衣替えが面倒なのは、やる気や手際の問題ではありません。「シーズンの変わり目に、服を丸ごと総入れ替えする」という仕組みのまま続けているからです。収納のやり方を変えれば、衣替えという作業そのものを減らせます。
- コンパクトにする → 圧縮袋で、オフシーズン服の出し入れを軽くする
- 入れ替えを仕組み化する → スライド式衣装ケースで、迷わず・探さず終わらせる
- 収納を広げる → ハンガーラックを増設し、そもそも「しまう」工程をなくす
- ずぼら研究員メモ → 衣替えが重労働に感じるのは、年2回まとめてやる「一気に総入れ替え」方式のせいです
クローゼットの奥から圧縮袋を引っ張り出して、今シーズンの服と入れ替えて、また来シーズンまでしまい込む——衣替えは、休日を丸々使ってしまうわりに達成感の薄い家事の代表です。
でもこれ、あなたが面倒くさがりだからではありません。衣替えがつらいのは、「年に2回、服を全部いったん出してから入れ替える」という仕組みそのものが重いからです。コンパクトにする・入れ替えを仕組み化する・収納を広げる、この3段階に変えれば、衣替えの負担そのものを減らせます。
衣替えが重く感じる一番の理由は、オフシーズン服が大きくてかさばることです。衣類圧縮袋でセーターやコートをコンパクトにまとめておけば、収納スペースに余裕ができ、次のシーズンに取り出すときも一目で中身がわかります。今の収納方法を変えずにできる、最初の一手です。
衣替えのたびに「どのケースに何が入っているか」を探すのが一番の時間ロスです。奥行スライド式の衣装ケースを使えば、手前を引き出すだけで奥のケースにも手が届き、シーズンごとにケースの位置を入れ替えるだけで完了します。ラベルを貼っておけば、家族の誰が作業しても迷いません。
ケースは「オンシーズン用」「オフシーズン用」で2セット用意し、中身を移し替えるのではなくケースごと配置を入れ替えるのがコツです。「詰め替え」を「配置換え」に変えるだけで作業時間が大きく縮みます。
根本対策は、クローゼットの収納力そのものを広げることです。突っ張り式のハンガーラックを増設すれば、オフシーズンの服もかけたまま収納できるスペースが生まれ、「しまう・出す」という工程自体が発生しなくなります。初期投資はかかりますが、年2回の作業がまるごとゼロになります。

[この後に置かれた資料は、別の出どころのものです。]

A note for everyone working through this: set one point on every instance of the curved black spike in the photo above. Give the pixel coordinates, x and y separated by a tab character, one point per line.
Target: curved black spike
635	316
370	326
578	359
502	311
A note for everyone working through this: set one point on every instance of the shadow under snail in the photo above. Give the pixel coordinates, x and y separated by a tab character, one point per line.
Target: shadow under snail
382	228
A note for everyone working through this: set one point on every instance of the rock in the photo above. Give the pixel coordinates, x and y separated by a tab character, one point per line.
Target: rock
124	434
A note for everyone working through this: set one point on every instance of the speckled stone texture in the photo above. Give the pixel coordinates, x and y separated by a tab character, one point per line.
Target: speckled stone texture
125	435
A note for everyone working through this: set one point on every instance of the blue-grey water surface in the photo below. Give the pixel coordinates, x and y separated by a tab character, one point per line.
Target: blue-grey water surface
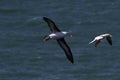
24	55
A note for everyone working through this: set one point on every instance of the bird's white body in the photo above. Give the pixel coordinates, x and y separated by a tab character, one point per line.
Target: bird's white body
58	35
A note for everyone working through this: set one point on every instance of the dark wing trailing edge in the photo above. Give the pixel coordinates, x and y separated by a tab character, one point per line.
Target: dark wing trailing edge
66	48
51	24
109	40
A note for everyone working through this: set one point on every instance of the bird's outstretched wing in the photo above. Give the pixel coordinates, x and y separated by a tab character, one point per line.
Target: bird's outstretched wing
51	24
66	48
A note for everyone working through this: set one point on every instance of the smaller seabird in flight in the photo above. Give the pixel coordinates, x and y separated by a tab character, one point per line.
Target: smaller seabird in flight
100	37
59	36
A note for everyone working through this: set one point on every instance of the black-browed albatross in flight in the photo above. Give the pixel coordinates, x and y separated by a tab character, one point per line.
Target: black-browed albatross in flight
59	36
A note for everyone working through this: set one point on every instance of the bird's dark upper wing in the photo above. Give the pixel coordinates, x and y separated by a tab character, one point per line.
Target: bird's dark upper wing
109	40
66	48
51	24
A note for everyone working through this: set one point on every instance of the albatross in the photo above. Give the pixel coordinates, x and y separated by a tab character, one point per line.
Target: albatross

定期検診を先延ばしにする方ほど、後でまとめて治療の負担が大きくなる、という話を診療でよくします。衣替えも同じで、「その都度」ではなく「年2回まとめて」にしているほど、シーズンの変わり目に作業が重くのしかかります。仕組みで小分けにする・そもそも発生させない、どちらでも負担は減らせます。
- 衣替えのたびに休日が1日つぶれる
- どのケースに何が入っているか、開けてみないとわからない
- 衣替えを先延ばしにして、シーズン初日に慌てたことがある
- クローゼットがぎゅうぎゅうで、オフシーズン服の置き場に困っている
→ 2つ以上当てはまったら、「圧縮する・仕組み化する・収納を広げる」に切り替えどきです。
個人を責めるな、仕組みを責めよう。